For $k$ groups with $n_j$ observations each, the model is $Y_{ij} = \mu_j + \epsilon_{ij}$ . Testing $H_0: \mu_1 = \cdots = \mu_k$ : $F = \frac{\sum_j n_j(\bar{Y}_j - \bar{Y})^2 / (k-1)}{\sum_{i,j}(Y_{ij} - \bar{Y}_j)^2 / (N-k)} = \frac{MS_{\text{between}}}{MS_{\text{within}}} \sim F_{k-1, N-k}$ For $k = 3$ groups with $n_1 = n_2 = n_3 = 10$ : $F \sim F_{2, 27}$ . At $\alpha = 0.05$ , $F_{2,27,0.05} = 3.35$ .

Partial F-Tests

Theorem10.8Partial F-Test for Nested Models

To test whether a subset of predictors is significant, compare the full model (with $p$ parameters) and the reduced model (with $q < p$ parameters): $F = \frac{(SSE_{\text{reduced}} - SSE_{\text{full}}) / (p - q)}{SSE_{\text{full}} / (n - p)} \sim F_{p-q, n-p}$ under $H_0$ (the additional $p - q$ predictors have zero coefficients).
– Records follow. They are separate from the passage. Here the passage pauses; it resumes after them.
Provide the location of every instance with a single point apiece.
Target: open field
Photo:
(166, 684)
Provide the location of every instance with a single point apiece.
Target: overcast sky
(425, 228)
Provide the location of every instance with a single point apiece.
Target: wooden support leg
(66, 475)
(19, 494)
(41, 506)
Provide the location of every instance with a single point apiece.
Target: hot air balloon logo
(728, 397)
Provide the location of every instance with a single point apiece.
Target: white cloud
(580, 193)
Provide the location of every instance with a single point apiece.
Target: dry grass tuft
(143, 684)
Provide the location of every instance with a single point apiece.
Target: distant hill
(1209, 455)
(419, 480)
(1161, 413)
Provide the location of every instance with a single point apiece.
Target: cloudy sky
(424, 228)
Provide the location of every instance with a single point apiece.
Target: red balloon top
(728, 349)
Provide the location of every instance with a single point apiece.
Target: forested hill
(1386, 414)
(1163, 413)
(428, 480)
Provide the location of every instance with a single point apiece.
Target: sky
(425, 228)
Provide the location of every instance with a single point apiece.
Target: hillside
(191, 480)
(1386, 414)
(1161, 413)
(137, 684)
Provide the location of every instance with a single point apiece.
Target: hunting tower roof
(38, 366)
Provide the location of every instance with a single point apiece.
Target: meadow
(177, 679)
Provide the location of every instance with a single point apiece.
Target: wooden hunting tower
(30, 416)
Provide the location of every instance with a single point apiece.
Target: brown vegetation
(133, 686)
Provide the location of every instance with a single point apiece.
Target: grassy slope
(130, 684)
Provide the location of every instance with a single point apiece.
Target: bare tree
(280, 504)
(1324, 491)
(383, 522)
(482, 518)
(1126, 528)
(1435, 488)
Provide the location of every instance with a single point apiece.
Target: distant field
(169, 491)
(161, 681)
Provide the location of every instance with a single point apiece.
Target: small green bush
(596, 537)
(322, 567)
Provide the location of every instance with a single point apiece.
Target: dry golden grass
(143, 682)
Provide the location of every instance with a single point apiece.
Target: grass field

RemarkConnection to individual $t$-tests

When testing a single coefficient $\beta_j = 0$ , the partial $F$ -test with $p - q = 1$ gives $F = t_j^2$ where $t_j$ is the $t$ -statistic for $\beta_j$ . Thus the $t$ -test and $F$ -test are equivalent for testing individual coefficients. However, the $F$ -test is more general: it can simultaneously test multiple coefficients, which the $t$ -test cannot.